[v1] md: fix is_mddev_idle()

[PATCH 3/4] md: fix is_mddev_idle()

Posted by Yu Kuai 10 months ago

From: Yu Kuai <yukuai3@huawei.com>

If sync_speed is above speed_min, then is_mddev_idle() will be called
for each sync IO to check if the array is idle, and inflihgt sync_io
will be limited if the array is not idle.

However, while mkfs.ext4 for a large raid5 array while recovery is in
progress, it's found that sync_speed is already above speed_min while
lots of stripes are used for sync IO, causing long delay for mkfs.ext4.

Root cause is the following checking from is_mddev_idle():

t1: submit sync IO: events1 = completed IO - issued sync IO
t2: submit next sync IO: events2  = completed IO - issued sync IO
if (events2 - events1 > 64)

For consequence, the more sync IO issued, the less likely checking will
pass.
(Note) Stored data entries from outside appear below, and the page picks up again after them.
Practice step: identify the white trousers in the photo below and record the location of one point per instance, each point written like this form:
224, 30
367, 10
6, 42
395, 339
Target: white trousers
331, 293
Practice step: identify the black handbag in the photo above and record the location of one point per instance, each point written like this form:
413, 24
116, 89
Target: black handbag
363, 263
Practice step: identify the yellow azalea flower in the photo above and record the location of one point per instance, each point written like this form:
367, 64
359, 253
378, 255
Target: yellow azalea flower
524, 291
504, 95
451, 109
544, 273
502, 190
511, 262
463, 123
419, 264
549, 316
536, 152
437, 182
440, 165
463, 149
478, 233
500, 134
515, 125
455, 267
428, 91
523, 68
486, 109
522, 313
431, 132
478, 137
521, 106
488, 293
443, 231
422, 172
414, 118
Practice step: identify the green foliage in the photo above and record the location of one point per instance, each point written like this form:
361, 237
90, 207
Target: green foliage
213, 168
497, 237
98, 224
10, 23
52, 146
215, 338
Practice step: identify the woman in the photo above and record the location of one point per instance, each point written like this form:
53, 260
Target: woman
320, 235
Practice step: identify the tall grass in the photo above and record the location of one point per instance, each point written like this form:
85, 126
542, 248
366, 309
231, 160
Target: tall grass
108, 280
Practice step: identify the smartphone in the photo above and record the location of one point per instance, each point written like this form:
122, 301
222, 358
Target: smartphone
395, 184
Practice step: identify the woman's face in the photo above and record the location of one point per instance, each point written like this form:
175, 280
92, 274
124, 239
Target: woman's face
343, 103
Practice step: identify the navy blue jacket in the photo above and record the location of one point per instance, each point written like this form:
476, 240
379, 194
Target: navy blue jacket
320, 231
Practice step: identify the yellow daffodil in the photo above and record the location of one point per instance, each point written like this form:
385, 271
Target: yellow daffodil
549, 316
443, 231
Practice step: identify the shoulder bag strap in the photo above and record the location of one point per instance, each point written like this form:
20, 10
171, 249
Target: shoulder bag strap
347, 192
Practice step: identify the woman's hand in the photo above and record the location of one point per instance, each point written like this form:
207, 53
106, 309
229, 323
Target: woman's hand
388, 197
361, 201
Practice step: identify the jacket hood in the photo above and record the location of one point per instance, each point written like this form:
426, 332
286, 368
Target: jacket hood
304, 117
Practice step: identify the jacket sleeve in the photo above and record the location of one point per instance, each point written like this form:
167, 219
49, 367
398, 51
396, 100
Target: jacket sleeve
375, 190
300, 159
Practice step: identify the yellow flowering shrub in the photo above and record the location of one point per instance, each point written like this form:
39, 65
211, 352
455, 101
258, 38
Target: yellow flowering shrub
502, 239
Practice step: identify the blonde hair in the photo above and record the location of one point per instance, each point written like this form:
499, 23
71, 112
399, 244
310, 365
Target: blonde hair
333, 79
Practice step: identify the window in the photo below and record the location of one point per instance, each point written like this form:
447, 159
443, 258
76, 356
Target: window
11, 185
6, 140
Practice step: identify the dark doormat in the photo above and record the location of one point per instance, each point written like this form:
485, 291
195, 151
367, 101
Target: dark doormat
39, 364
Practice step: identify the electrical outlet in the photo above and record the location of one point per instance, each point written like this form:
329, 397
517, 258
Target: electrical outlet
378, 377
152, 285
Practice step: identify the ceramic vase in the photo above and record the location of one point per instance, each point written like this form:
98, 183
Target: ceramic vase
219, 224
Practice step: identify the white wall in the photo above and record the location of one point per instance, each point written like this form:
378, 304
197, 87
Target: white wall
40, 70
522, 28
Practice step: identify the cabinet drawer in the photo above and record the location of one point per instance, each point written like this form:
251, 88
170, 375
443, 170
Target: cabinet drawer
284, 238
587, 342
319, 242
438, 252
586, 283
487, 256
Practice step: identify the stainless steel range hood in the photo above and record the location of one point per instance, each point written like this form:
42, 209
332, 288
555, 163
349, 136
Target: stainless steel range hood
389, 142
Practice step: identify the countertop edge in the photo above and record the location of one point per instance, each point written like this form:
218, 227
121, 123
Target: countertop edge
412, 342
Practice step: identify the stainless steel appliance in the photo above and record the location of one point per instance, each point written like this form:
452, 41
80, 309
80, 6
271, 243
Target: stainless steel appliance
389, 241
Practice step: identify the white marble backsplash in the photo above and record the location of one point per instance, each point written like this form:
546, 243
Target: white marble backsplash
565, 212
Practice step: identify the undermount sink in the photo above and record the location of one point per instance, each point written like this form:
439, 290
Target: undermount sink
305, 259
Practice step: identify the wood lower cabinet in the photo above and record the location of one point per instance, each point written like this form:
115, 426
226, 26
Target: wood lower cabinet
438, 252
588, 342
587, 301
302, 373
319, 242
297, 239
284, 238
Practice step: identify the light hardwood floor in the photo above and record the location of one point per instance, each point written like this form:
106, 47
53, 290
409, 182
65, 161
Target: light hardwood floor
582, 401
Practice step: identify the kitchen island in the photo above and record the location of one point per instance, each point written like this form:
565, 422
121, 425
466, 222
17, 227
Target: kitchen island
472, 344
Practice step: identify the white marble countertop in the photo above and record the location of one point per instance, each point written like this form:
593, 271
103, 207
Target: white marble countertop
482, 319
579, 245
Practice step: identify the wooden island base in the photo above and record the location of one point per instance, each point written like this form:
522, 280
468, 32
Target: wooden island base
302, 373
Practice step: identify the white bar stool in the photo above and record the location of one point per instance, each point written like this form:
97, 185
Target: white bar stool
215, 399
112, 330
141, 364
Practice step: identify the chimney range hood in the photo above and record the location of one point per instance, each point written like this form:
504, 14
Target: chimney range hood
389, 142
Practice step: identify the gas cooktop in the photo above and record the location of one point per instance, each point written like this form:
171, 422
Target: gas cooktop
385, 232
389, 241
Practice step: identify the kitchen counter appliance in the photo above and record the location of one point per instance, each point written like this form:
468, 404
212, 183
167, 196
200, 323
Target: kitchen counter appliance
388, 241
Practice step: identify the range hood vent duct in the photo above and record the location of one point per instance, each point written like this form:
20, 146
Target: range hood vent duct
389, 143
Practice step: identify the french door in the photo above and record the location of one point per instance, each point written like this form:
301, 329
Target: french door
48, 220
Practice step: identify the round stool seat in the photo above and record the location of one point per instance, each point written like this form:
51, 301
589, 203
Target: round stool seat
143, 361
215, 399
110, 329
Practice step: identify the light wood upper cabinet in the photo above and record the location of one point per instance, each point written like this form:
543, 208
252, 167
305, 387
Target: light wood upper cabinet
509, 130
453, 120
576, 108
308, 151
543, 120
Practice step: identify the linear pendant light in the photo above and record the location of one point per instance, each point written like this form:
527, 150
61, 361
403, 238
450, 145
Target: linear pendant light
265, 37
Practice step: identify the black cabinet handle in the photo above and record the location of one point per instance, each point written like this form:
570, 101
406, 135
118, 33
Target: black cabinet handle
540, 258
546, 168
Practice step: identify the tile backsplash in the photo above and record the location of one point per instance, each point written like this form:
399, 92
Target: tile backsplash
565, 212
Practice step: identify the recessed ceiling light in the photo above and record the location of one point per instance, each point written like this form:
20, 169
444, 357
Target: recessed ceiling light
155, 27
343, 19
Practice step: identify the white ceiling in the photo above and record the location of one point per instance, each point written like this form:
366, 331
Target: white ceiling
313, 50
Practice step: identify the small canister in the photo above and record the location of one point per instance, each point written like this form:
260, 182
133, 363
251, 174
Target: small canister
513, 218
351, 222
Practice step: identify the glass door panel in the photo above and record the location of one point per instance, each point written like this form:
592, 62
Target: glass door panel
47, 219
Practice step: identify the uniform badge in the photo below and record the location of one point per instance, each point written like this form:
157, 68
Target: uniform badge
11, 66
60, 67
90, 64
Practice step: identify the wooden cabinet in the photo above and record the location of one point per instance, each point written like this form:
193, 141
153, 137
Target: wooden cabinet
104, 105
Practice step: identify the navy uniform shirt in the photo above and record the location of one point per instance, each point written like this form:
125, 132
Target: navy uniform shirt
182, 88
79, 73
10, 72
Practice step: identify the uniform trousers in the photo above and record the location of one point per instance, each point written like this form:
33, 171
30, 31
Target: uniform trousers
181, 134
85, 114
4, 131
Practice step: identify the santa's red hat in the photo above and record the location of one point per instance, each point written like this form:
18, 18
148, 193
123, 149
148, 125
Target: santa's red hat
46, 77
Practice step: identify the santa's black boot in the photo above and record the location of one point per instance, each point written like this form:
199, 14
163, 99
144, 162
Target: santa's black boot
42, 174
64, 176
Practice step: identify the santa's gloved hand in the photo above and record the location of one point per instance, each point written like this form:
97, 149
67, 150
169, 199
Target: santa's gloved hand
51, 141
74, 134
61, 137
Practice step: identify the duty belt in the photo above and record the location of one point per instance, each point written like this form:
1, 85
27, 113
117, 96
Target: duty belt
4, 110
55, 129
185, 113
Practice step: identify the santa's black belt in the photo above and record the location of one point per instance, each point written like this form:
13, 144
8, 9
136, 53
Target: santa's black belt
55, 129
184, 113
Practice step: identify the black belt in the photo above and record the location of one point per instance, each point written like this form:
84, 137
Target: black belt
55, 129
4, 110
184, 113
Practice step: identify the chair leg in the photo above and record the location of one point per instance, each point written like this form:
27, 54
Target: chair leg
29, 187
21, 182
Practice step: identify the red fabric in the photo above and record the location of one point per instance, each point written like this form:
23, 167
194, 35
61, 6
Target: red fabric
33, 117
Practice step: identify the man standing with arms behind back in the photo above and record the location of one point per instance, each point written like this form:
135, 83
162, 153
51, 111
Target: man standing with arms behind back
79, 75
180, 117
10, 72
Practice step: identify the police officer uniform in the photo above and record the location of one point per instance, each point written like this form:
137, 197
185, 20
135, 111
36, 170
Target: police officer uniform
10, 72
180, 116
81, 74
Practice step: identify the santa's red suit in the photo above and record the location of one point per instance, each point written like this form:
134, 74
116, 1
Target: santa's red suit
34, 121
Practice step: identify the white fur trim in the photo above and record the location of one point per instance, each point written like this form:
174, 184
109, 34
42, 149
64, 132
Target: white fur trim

And when completed normal IO is more than issued sync IO, the
condition will finally pass and is_mddev_idle() will return false,
however, last_events will be updated hence is_mddev_idle() can only
return false once in a while.

Fix this problem by changing the checking as following:

1) mddev doesn't have normal IO completed;
2) mddev doesn't have normal IO inflight;
3) if any member disks is partition, and all other partitions doesn't
   have IO completed.

Signed-off-by: Yu Kuai <yukuai3@huawei.com>
---
 drivers/md/md.c | 78 ++++++++++++++++++++++++++-----------------------
 drivers/md/md.h |  3 +-
 2 files changed, 43 insertions(+), 38 deletions(-)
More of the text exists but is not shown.